Scientists examined blood samples from 39 people who had previously been infected with Omicron, of which 15 were vaccinated — eight with Pfizer's shot and seven with Johnson & Johnson's vaccine — while the other 24 were not vaccinated at all.
The vaccinated were 5 times more likely to evade reinfection with the newer substrains compared to their unvaccinated counterparts.
Scientists also found that antibody production crashed nearly eightfold in those who only had natural immunity after being exposed BA.4 and BA.5 compared to the original BA.1 Omicron variant, whereas antibody levels fell threefold in those who had both natural immunity and vaccine protection.
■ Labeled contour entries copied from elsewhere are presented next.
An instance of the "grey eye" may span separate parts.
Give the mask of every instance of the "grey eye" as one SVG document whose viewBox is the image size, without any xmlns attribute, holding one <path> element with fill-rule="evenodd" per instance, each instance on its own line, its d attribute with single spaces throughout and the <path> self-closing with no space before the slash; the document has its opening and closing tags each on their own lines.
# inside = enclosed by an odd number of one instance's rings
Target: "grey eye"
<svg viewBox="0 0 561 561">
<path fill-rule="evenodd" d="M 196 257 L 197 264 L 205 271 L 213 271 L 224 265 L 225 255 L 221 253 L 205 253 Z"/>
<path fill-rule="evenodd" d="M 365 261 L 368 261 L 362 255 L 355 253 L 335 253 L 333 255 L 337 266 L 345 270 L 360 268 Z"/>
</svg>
The study further stated that BA.4 and BA.5 have the potential to stoke “a fresh wave of infections,” which some fear might hit South Africa sooner than previously expected, owing to gradually clambering daily COVID cases and the country's low vaccine turnout.
And while South Africa reports rising hospitalizations, there is still no data available on the mortality rate of the new strains.
While Omicron and its offshoots effectively supplanted the Delta variant's spot as the primary and most common coronavirus strain, a new Israeli study hinging on wastewater samples claims that "Omicron levels will decrease until eliminated, while Delta variant will maintain its cryptic circulation."